Speaker: Michael Storper, Professor of Regional and International Development and Director of Global Public Affairs, Luskin School of Public Affairs, UCLA
This event is organized by Innovation Policy Lab and co-sponsored by the “Big City, Big Ideas” group of partners: Institute on Municipal Finance and Governance, Munk School of Global Affairs; Martin Prosperity Institute; Global Cities Institute; School of Public Policy and Governance; Department of Geography and Program in Planning; and, Urban Strategies.
In 1970, the metropolitan areas of Los Angeles and San Francisco had almost identical levels of income per resident. In 2010, the San Francisco Bay Area was almost one-third richer than Los Angeles, which had slipped from 4th rank among cities in the USA to 25th. The usual reasons for explaining such change – good or bad luck; different types of immigrants; tax rates, housing costs, and local economic policies; the pool of skilled labor — do not account for why they perform so differently. Instead, the divergence in economic development of major city regions is largely due to the different capacities for organizational change in their firms, networks of people, and networks of leaders. This in-depth study draws on economics, sociology, political science and geography to shed new light on the deep causes of economic development and challenges many conventional notions about development in general and urban regions around the world.

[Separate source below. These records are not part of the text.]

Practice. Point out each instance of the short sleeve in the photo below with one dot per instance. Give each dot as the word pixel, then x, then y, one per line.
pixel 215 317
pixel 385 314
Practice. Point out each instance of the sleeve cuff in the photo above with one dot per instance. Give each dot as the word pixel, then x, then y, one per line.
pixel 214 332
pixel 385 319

Michael Storper is Professor of Regional and International Development and Director of Global Public Affairs at UCLA’s Luskin School of Public Affairs. He holds concurrent appointments in Europe, where he is Professor of Economic Sociology at the Institute of Political Studies (“Sciences Po”) in Paris and a member of its research Center for the Sociology of Organizations, and at the London School of Economics, where he is Professor of Economic Geography. Storper received his PhD in Economic Geography at the University of California at Berkeley. His research concentrates on regional economic development and policy, including such themes as globalization, technological change and global economic development, regional economies, and urban-metropolitan development. He is currently completing a five-year research project on the divergent economic development of the Los Angeles and San Francisco Bay Area economies since 1970, which is the subject of his next book, forthcoming from Stanford University Press in September 2015. He is an internationally recognized scholar and author, particularly well known for his books which include The Capitalist Imperative: Territory, Technology and Industrial Growth (with R. Walker; Blackwell, 1989), Pathways to Industrialization and Regional Development (with A. Scott; Routledge, 1992), Worlds of Production: The Action Frameworks of the Economy (with Robert Salais, Harvard Univ. Press, 1997), The Regional World: Territorial Development in a Global Economy (Guildford Press, 1997), and Latecomers in the Global Economy (editor with L. Tsipouri and S. Thmodakis; Routledge, 1998), Keys to the City: How Economics, Institutions, Social Interaction, and Politics Shape Development (Princeton University Press, 2013. Storper received an Honorary Doctorate from the University of Utrecht in the Netherlands in 2008. He was elected to the British Academy in 2012, and also received the Regional Studies Association’s award for overall achievement, the Sir Peter Hall Award, in the House of Commons in 2012. In 2014 he was named one of the “World’s Most Influential Scientific Minds” by Thomson Reuters.